I don't expect to be popular, except perhaps with party members; I've been hearing people say "you politicians are all the same, out for what you can get," for 35 years now. But I do like people thinking that the position I hold should be given a grudging degree of respect. Outright scorn I really can do without, especially as my conscience is pretty clean and I know that I have declined opportunities taken by other MEPs to make shedloads of money.

Yesterday I was touring the North West by train, stopping at stations for a quick photocall with party members while displaying my "MEPs' expenses - Make them Open and Honest" petition. At each halt I was happy to tell colleagues how relieved I was that when a journalist phoned to ask about expenses I didn't need to cower in fear because they usually started with the words "we hear you are one of the reformers...."
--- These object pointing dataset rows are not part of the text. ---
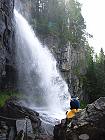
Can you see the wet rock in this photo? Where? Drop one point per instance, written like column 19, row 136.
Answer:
column 15, row 116
column 90, row 124
column 7, row 45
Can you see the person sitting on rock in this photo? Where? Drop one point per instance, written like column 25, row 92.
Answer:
column 74, row 108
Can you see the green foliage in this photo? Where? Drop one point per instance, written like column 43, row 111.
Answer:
column 94, row 84
column 60, row 19
column 5, row 95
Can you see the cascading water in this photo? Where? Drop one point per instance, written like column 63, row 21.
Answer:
column 38, row 75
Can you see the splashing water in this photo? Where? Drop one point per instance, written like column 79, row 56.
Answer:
column 39, row 78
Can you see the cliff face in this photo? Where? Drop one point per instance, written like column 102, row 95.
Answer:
column 7, row 70
column 70, row 60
But it's a sad day when I am embarrassed to be in the company of someone displaying party colours ("Look mum, there's a politician!). But I was. Joined by my fellow candidate Neil Corlett, who was (bravely) sporting a yellow rosette like every candidate proud of their party should have the confidence to do, I behaved like Peter disowning Jesus, manoeuvring him into positions where he was least likely to be seen, or so that I was best able to pose as being entirely independent of the "looney" on the same station platform.


The polls say that voters want to punish Westminster politicians for their abuse - or in some cases only apparent abuse - of expenses.

So they may vote for UKIP, which want to give those same Westminster politicians more power than they have at present.

Or they may vote for the BNP, which blames immigrants for all the country's problems.

Or they may vote for any other anti-European party, even though I haven't heard anyone blaming the EU for the economic depression or the abuse of expenses at Westminster.

But once elected representatives of all these parties will immediately claim a specific electoral mandate for their particular views.

It's all nuts.

Thursday, 7 May 2009


The Parliament is meeting in Strasbourg and I have an evening meeting with the Energy Commissioner, Andris Piebalgs, to talk about carbon capture and storage.

Strasbourg is a good place to meet with European Commissioners. A meeting of 'the college' takes place whenever the Parliament is in session here, and they often have a bit of time on their hands as they wait around to take part in a debate.

His office is five floors above my own, and I am there in 2 minutes. As usual with Commissioner's offices here it is stark, furnished only with a desk, a table and a few chairs. The walls are bare, there is nothing to give it any sense of being 'lived in', it feels unused. Of course, Commissioners just pass through here briefly each month so it would be a waste to spend on furnishing. Even so, it is not what most people would imagine.

People complain about the waste of time and money incurred because the European Parliament meets in two places. If a poll of European Commissioners was conducted I bet a huge majority would vote to say goodbye to Strasbourg.

Monday, 4 May 2009


My speech on Israel-Palestine was made under the one-minute rule, a procedure that allows members at the opening of parliament to speak briefly on any subject they choose. It's amazing how one minute can be used to good effect if words are chosen well, which sadly is all too rarely the case.

My contribution was far from my best. In mitigation I was put off my stride by having previously heard Ashley Mote make his last ever speech. Elected for UKIP he now sits as an independent, but the denouncement of all aspects of EU finances and the value of the Parliament was vintage stuff.

No one in the visitors' gallery will have known that he spent 4 months of his 5-year term in prison - for benefit fraud.


I've made my last speech in the European Parliament, of this session at least - my 78th since 2004 I think.

I returned to the Israel-Palestine issue, pointing out that the near total blockade of Gaza continues and amounts to collective punishment of innocent people.

"Enough is enough," I said.

Israel's behaviour is shocking. Far from upgrading the EU-Israel agreement we should be suspending it entirely.